国連の国際移住機関(IOM)によると、2024年に入ってからすでに30人が、英仏海峡を渡ろうとして死亡している。これは、45人が死亡した2021年以来の高水準となっている。

英仏や欧州の移民対策は

フランスのジェラルド・ダルマナン内相は、仏当局は小型ボートで出航しようとする移民の6割を阻止していると述べた。

密入国業者は定員30~40人の船に最大70人を押し込むことが多く、これがより致命的な難破事故を引き起こしている。

ダルマナン内相は、イギリスと欧州連合(EU)に対し、小型ボートによる密入国を抑制するための「移民条約」に合意するよう求めた。

イギリスのイヴェット・クーパー内相は、「ぞっとするような、ひどく悲劇的な」事案だと述べた。

「この恐ろしく、冷酷な人命取引の背後にいる集団は、航海に適していないゴムボートにますます多くの人を押し込み、非常に悪天候であっても海峡に送り出している」

「こうした危険で犯罪的な密入国業者集団を解体し、国境警備を強化する」ための努力は「極めて重要であり、迅速に進めなければならない」と、クーパー内相は付け加えた。

フランス北部カレーで移民支援を目的に設立された慈善団体「Care4Calais」のスティーヴ・スミス代表は、「このような悲劇はさらに頻発している」と述べた。

「この海峡の両岸にいるすべての政治指導者は、『このような回避可能な悲劇を終わらせるまでに、どれだけの人命が失われることになるのか』を問われるべきだ」

仏沿岸警備隊によると、3日の救助活動にはヘリコプターや海軍のボート、漁船が加わったという。

イギリスに渡ろうとする移民が増加

小型ボートで英仏海峡を渡るという危険な行動を取る人の数は増加傾向にある。2018年以降、13万5000人以上がこのルートでイギリスに到着している。

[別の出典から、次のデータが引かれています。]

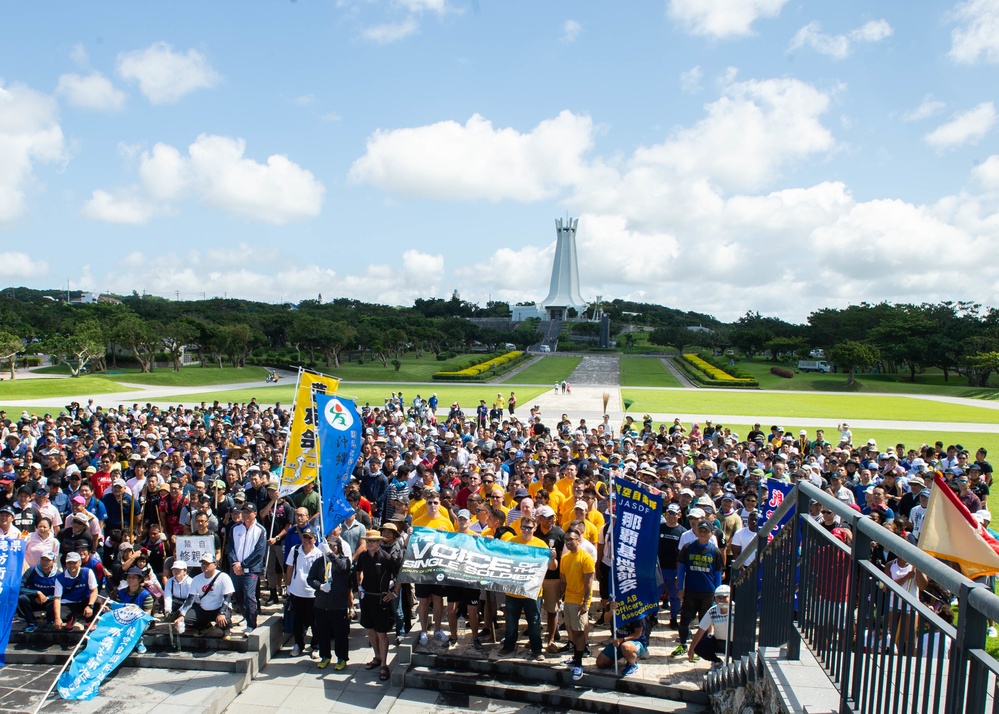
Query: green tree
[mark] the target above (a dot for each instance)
(850, 355)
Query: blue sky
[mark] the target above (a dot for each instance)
(722, 156)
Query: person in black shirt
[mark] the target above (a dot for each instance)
(670, 530)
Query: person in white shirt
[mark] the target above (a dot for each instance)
(303, 596)
(209, 602)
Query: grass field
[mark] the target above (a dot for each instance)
(930, 383)
(466, 395)
(546, 371)
(646, 372)
(835, 407)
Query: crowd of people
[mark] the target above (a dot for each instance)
(103, 495)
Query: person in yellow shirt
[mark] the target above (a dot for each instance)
(568, 480)
(576, 574)
(515, 604)
(428, 593)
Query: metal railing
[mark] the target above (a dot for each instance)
(886, 647)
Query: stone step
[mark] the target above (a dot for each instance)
(556, 675)
(548, 694)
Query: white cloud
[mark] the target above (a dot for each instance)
(926, 109)
(390, 32)
(839, 47)
(977, 35)
(967, 127)
(216, 172)
(21, 265)
(93, 91)
(252, 273)
(164, 76)
(29, 134)
(722, 18)
(450, 161)
(690, 80)
(570, 31)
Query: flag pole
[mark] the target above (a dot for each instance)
(613, 505)
(86, 636)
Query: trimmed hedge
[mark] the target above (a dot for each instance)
(707, 375)
(478, 370)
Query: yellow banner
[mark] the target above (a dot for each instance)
(301, 463)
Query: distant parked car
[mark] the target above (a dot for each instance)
(808, 365)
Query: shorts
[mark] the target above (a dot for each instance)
(457, 595)
(427, 589)
(608, 652)
(376, 615)
(604, 577)
(551, 593)
(576, 616)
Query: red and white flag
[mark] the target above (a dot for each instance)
(952, 533)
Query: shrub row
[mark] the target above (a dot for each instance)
(705, 374)
(483, 371)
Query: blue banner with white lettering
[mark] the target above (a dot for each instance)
(636, 575)
(11, 565)
(339, 447)
(112, 639)
(461, 559)
(777, 491)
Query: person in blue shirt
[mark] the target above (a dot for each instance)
(699, 573)
(37, 590)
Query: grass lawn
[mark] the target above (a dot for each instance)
(930, 383)
(411, 370)
(646, 372)
(546, 371)
(835, 407)
(12, 389)
(467, 395)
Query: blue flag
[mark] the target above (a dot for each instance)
(11, 565)
(112, 639)
(777, 491)
(339, 447)
(636, 550)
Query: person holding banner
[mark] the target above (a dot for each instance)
(576, 570)
(516, 604)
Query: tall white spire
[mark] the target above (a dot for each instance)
(563, 291)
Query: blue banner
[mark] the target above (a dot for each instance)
(339, 446)
(635, 573)
(777, 491)
(11, 565)
(440, 557)
(112, 639)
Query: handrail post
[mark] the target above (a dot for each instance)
(970, 627)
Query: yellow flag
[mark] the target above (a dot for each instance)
(301, 464)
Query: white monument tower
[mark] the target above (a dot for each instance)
(563, 292)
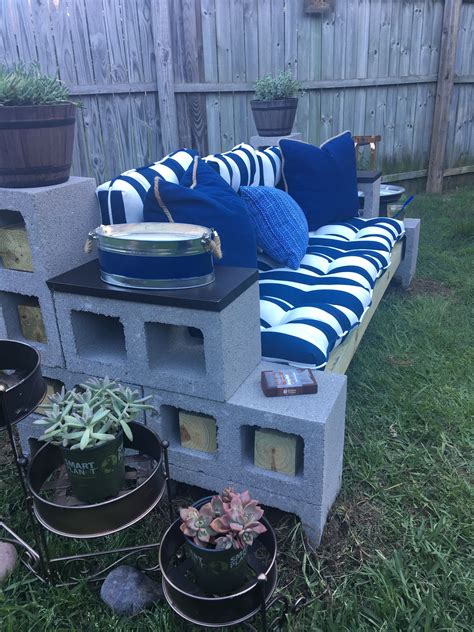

今年に入ってからは、2万1000人以上が英仏海峡を横断している。これは前年同期より多いが、2022年よりは少ない。2022年にイギリスに到着した人数は4万5755人と、2018年の統計開始以来、最多だった。

イギリスの現在の労働党政権も、前の保守党政権も、この問題への対処を誓っていた。

前政権下の2022年には、不法入国者をアフリカ・ルワンダに移送する計画が初めて発表されたが、これが実行されることはなかった。キア・スターマー氏は首相就任後にこの計画を廃止した

スターマー首相は密入国業者集団を「粉砕する」ためのより厳しい措置を取ると約束している。

英首相官邸は、国家犯罪対策庁(NCA)の人員を増やし、政府の国境警備司令部を発足するなど、すでに犯罪組織を標的にした対応を取っているとしている。

しかし、政府は亡命希望者に安全なルートを提供するためにもっと努力すべきだとの批判の声も上がっている。

国際人権団体アムネスティ・インターナショナルは3日、「『(密入国業者)組織を粉砕する』といって、いくら取り締まりを行ったり政府のレトリックを展開したりしても、こうした組織に搾取される人々のニーズが対処されないままでは、このような惨事が何度も繰り返されるのを止めることなどできない」と述べた。